My justification and POV includes more than just that talking point (but again, this isn't the time and place for a deep dive). What is myopic is seemingly ignoring the fact that it doubled the amount of c/t with faster boost speeds and overclocking headroom. AMD shines in situations where it can use more threads for the same price. But falls to second place, of two, situations outside of that. Both processors (and GPUs, LOL) have a place in the market. Just be sure the measuring stick is the same size for each thing that is measured.
Cheers.
This is getting too OT even for me, but I'll give one last reply: I can't answer for anyone else here, but I'm certainly not ignoring the doubling of cores/threads. My view on this is simple: it's about d**n time. Intel deserves zero credit for this, given that they've been dragging their feet on increasing this for a full decade. As for who has been asking for it, I'd say most of the enthusiast community for the past 3-4 years? People have been begging Intel to increase core/thread counts outside of HEDT for ages, as the increases in IPC/per-thread perf have been minimal, giving people no reason to upgrade and forcing game developers to halt any CPU-demanding new features as there wouldn't be an install base capable of running it. Heck, we still have people running overclocked Sandy Bridge chips and doing fine, as the de-facto standard of 4c8t being the high end and 4c4t being common has caused utter stagnation in game CPU loads.

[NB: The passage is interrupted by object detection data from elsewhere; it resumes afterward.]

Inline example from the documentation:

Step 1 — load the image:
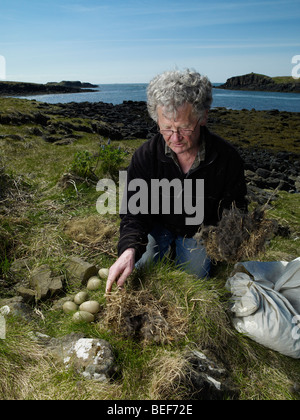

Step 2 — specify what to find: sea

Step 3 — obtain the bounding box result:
[21,83,300,112]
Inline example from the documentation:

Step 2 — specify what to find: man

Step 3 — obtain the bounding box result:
[106,70,247,293]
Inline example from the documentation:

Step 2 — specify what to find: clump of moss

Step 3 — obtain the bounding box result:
[195,207,276,263]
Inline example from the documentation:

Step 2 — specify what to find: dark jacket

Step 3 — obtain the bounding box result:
[118,127,247,261]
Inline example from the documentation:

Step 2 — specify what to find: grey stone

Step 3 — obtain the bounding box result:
[0,296,38,322]
[49,333,117,382]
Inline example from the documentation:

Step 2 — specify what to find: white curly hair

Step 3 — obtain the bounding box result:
[147,69,212,122]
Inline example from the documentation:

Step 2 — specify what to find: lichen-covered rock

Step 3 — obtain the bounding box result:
[49,333,117,382]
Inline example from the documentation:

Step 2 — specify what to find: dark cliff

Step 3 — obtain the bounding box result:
[216,73,300,93]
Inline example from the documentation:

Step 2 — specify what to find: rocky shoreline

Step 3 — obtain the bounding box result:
[0,101,300,192]
[215,73,300,93]
[0,81,98,96]
[33,101,300,192]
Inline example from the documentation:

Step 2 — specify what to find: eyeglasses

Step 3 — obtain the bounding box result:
[158,118,201,138]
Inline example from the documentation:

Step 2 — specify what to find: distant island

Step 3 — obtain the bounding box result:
[0,80,98,96]
[214,73,300,93]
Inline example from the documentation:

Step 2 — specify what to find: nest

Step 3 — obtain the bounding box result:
[194,207,276,263]
[102,290,187,344]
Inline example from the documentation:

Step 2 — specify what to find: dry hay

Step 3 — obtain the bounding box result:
[149,351,192,400]
[64,215,118,253]
[101,290,188,344]
[194,207,276,263]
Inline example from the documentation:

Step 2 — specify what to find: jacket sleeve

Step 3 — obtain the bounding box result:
[118,149,152,261]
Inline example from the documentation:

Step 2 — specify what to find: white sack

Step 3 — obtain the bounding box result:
[226,258,300,358]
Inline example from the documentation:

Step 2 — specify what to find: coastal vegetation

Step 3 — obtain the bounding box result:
[0,98,300,400]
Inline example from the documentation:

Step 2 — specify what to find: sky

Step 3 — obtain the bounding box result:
[0,0,300,84]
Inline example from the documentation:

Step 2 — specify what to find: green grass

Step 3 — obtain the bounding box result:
[0,99,300,400]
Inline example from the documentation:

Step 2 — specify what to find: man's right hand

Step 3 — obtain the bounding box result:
[106,248,135,293]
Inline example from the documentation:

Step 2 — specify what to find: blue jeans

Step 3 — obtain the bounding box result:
[135,225,211,278]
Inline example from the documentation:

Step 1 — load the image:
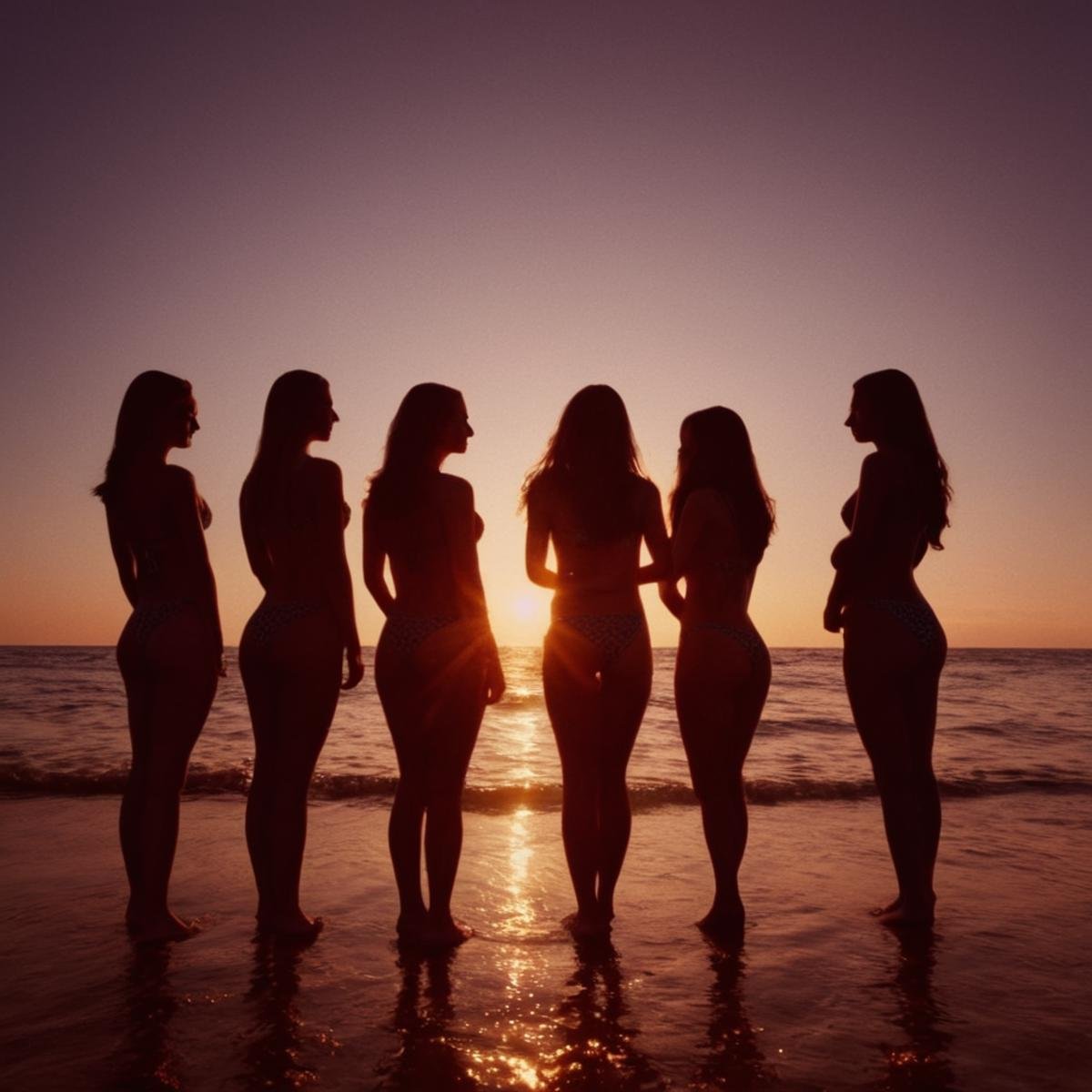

Where the core count increase does matter is in the doubling of silicon area required by the cores, which of course costs money - but CFL-R is still smaller than SB or IVB. Due to per-area cost increasing on denser nodes, the total die cost is likely higher than these, but nowhere near enough to justify a 50% price increase. Why? Because prices up until then had remained static, despite production becoming cheaper. In other words, Intel came into this with already padded margins, and decided to maintain these rather than do the sensible thing and bring price and production cost back into relation. That is quite explicitly screwing over end-users. Personally, I don't like that.
Also, what
I find myopic is how you seemingly treat corporate greed as a law of nature rather than what it is: corporate greed. There is no necessity whatsoever in Intel ceasing innovation and padding margins when competition disappeared. Heck, you go one step further and blame Intel's greed on AMD, which is quite absurd. Here's a shocker: Intel could very well have kept innovating (i.e. maintained the status quo) or dropped prices as production got cheaper, no matter whether they had competition or not. That would sure have increased sales, at least. Instead, they chose to be greedy, and you're acting like that's not a choice. It is. And please don't come dragging the "fiduciary duty" crap, as there's nothing in that saying that you have to put your customers' wallets through a blender to fulfill that.
Nobody here is judging different products by different standards; quite the opposite, we're taking the whole context into account. AMD's recent rebound is more impressive due to how far behind they are - but in pure numbers, they're still slightly behind. However, they crush Intel on price/perf across loads, and roughly match them for price/perf in gaming. That's not bad. I judge Intel more harshly, as they're in a massively advantageous position, and yet have managed to completely screw this up. They're barely clinging to their lead despite having nearly a decade to cement it. That's disappointing, to say the least, but not surprising when they've prioritized squeezing money out of their customers rather than innovation. And again, that's their choice, and they'll have to live with it.
And I suppose that's how this all ties back into the RTX debacle - hiking up prices for barely-tangible performance increases and the (so far quite empty) promise of future gains, seemingly mostly to pad out corporate margins as much as possible.